Так вопрос о смысле человеческой трагедии вырождается в социолингвистическую банальность. Язык без универсалий - вот средство решительно избавиться от трагического мироощущения и миропонимания. Этот язык - наконец-то! - позволит человеку остаться "самим собой", заткнуть рот сократовскому "даймону" и ухмыльнуться в ответ Канту, благоговевшему перед нравственным законом, бесконечно возвышающим Человека над животной природой и всем чувственно воспринимаемым миром495, но именно поэтому и обрекающим его на неизбывную трагедийность. Никакой "ноуменальной" природы человека нет, рассуждения о ней бессмысленны, трагический герой переместился со сцены бытия на страницы безнадежно устаревших книг, где и доживает свой бесполезный век, а на сцене уже разыгрывается костюмированный хэппенинг, все участники которого обмениваются ироническими репликами по поводу изжитых иллюзий.

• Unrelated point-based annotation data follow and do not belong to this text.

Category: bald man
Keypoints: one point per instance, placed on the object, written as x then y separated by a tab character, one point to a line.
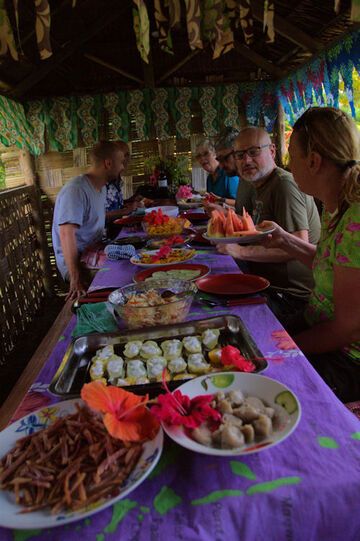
278	199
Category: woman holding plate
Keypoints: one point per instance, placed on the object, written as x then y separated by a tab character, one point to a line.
325	161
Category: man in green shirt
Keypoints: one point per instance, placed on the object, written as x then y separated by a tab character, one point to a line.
277	199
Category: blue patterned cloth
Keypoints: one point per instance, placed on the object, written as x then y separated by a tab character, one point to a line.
114	196
114	252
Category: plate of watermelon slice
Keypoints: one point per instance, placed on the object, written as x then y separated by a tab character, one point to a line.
232	228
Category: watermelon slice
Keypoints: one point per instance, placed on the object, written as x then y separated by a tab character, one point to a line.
248	224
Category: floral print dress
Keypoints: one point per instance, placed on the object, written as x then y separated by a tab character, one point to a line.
341	246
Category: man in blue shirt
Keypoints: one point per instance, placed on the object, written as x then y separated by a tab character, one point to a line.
79	214
218	182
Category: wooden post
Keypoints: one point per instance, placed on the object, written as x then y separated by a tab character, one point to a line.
27	166
279	135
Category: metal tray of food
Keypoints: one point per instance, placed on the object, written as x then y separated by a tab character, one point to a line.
74	370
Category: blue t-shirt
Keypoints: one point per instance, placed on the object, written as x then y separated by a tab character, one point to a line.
223	186
78	202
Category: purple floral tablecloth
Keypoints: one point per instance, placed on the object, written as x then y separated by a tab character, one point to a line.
306	488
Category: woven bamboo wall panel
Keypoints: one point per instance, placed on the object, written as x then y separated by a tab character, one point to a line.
21	280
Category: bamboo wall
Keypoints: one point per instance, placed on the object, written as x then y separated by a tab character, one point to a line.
22	287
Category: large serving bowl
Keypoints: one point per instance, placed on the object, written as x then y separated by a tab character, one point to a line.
167	209
150	303
175	226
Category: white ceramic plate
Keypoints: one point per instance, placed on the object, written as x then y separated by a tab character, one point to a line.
135	260
9	510
262	387
243	239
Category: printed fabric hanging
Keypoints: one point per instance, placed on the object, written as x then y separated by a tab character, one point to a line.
163	27
88	111
142	29
246	21
193	22
7	42
42	27
224	37
269	12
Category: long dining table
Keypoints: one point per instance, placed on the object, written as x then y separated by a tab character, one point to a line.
305	488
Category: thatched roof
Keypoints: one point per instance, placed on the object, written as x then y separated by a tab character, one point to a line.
94	48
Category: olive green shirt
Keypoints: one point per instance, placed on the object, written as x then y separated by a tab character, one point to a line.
280	200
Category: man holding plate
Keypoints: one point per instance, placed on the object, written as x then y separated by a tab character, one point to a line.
277	199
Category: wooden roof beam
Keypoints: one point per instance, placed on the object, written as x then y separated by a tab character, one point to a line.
109	15
259	60
113	68
179	65
287	29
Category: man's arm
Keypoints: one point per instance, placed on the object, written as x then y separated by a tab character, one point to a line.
71	257
261	254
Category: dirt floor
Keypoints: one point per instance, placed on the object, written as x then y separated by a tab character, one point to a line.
20	356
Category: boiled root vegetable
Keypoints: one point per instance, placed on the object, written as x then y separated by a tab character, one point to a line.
230	225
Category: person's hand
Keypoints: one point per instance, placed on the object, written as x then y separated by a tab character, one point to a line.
274	239
234	250
76	290
209	207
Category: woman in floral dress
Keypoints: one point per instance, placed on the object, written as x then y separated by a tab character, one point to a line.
325	161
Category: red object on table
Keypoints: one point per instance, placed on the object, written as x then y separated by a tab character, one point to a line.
232	284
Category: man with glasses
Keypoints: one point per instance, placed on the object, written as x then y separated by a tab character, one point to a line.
224	146
218	183
277	199
115	205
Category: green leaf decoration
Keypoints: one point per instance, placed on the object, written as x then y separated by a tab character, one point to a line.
222	381
242	469
328	443
120	510
216	496
273	485
166	500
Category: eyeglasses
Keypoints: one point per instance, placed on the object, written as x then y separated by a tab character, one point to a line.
252	152
226	157
202	154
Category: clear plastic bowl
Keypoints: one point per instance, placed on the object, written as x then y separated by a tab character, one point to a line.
137	316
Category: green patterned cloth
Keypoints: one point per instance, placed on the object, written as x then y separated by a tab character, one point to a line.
340	247
94	318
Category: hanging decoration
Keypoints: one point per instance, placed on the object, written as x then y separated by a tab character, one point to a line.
163	27
180	103
355	11
224	37
42	27
230	103
174	13
88	112
15	128
269	11
318	82
159	105
7	42
246	21
193	22
114	104
142	29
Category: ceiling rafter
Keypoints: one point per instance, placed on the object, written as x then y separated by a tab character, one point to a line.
286	29
112	12
111	67
258	60
179	65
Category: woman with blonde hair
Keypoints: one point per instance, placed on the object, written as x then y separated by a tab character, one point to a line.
218	182
325	162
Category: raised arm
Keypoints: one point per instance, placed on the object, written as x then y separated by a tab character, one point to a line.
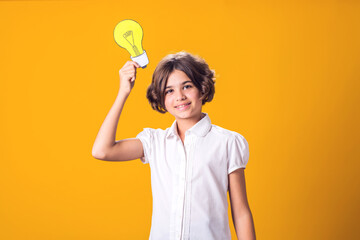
105	147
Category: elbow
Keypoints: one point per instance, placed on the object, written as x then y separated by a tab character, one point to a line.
98	154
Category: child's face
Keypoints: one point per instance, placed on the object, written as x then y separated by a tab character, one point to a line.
180	90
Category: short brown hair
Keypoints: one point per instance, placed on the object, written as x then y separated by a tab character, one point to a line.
193	66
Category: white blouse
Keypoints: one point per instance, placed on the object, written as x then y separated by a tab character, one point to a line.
189	181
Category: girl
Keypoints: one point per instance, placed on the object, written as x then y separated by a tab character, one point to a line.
193	163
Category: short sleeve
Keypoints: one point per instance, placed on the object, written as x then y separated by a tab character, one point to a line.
146	137
238	153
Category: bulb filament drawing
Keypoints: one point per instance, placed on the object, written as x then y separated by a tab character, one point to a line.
129	34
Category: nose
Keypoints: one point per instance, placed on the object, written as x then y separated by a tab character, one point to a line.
180	96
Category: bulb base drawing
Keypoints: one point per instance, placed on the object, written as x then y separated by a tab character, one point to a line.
142	59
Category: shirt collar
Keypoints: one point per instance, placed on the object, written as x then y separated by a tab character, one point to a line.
201	128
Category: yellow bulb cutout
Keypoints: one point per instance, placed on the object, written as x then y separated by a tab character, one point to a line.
128	34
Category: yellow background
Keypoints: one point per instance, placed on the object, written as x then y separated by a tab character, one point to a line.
287	79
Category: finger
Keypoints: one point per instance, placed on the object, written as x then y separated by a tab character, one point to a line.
136	64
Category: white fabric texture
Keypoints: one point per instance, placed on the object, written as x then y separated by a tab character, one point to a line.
190	181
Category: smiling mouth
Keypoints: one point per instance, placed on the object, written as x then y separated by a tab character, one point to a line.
184	105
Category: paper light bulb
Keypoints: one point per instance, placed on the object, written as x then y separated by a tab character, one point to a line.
128	34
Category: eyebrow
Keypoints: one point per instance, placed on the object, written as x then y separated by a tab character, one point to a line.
182	84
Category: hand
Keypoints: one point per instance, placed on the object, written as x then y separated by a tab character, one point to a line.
127	76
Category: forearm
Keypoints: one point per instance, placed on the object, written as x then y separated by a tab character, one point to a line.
244	227
107	133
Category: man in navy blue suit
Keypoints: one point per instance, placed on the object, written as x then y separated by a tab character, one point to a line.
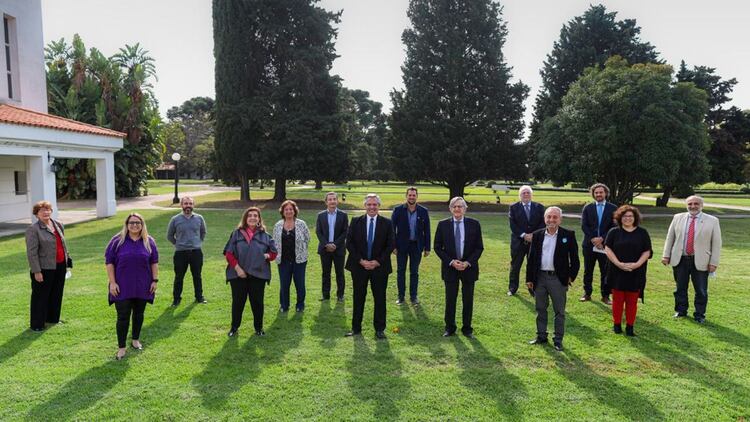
525	217
411	224
596	220
458	244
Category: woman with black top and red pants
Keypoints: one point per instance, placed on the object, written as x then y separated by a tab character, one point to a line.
628	248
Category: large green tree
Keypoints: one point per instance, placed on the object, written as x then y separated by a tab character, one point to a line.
113	92
726	125
458	115
585	41
277	104
629	127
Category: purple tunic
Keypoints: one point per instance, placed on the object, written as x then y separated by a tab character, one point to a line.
132	268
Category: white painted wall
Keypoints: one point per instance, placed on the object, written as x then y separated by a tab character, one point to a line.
12	206
28	57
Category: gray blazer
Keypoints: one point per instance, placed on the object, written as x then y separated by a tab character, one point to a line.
41	246
250	256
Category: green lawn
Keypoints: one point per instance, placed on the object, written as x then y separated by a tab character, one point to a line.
305	369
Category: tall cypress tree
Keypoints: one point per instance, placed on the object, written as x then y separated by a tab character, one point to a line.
458	115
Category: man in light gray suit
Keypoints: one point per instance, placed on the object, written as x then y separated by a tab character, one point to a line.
693	249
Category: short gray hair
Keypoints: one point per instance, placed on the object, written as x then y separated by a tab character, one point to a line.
523	188
371	195
694	197
551	209
457	199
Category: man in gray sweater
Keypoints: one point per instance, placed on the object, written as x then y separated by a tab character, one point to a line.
186	231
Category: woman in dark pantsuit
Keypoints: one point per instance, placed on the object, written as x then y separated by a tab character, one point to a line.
47	253
248	253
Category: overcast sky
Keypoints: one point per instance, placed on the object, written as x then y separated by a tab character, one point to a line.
179	35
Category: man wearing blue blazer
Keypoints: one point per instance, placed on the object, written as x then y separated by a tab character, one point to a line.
411	224
458	244
596	220
330	228
525	217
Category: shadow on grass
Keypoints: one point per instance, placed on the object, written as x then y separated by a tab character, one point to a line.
675	359
330	323
18	343
91	386
235	366
376	377
485	374
82	392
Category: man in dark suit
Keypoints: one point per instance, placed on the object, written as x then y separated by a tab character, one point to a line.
458	244
331	227
596	220
551	267
370	242
411	225
525	217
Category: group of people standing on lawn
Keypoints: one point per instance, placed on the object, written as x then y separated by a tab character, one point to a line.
613	237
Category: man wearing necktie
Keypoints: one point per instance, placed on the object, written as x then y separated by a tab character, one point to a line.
693	249
370	242
596	220
525	217
458	244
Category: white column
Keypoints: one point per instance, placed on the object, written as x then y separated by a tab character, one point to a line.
42	182
106	205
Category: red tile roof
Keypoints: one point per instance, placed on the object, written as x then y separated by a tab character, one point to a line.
21	116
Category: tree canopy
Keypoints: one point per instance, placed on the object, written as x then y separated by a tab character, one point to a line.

Круг замкнулся. Аполлон и Дионис из грозных и могучих олимпийцев превратились в безобидные куклы, мирно соседствующие по разным углам обжитого обывателями мира. "Дионисийство", поставленное на коммерческую основу современной индустрией развлечений, стало клапаном, через который обыватель, утомленный рационализированным бытием, "выпускает пары", "балдеет" в отведенные специально для этого часы, чтобы затем вновь вернуться в "аполлонический" распорядок, охраняемый полицейскими. Алкоголизм, наркомания, суицид - эти уродливые ублюдки вырожденного дионисийства - лицемерно осуждены и зачислены по разряду пороков, последствиями которых стращают политики, врачи и проповедники; однако, цивилизация успешно использует эти пороки как сточную канаву, уносящую в небытие отбросы общества. Умерший Бог реанимирован и принят на службу, теперь Он охраняет душевное благополучие обывателя. Позавчерашние Его гонители и хулители сегодня посещают храмы, неумело крестятся и рассуждают о соотношении христианских добродетелей и "общечеловеческих ценностей" в оптимальных для успешного "пиара" дозах. Мораль стала неотличимой от правил благопристойного поведения, соблюдаемых по мере надобности; обывателю не пришлось превращаться в сверхчеловека, чтобы стать "по ту сторону добра и зла", он поступил проще: лишил моральные принципы императивности, наделив их взамен инструментальным прагматическим смыслом. С инструментами же поступают без церемоний - если они нужны, их берегут и ремонтируют, если не нужны - засовывают подальше до случая. Мораль служит обывателю, а не обыватель морали. И значит, никакой трагедии, keep smiling, don't worry - be happy!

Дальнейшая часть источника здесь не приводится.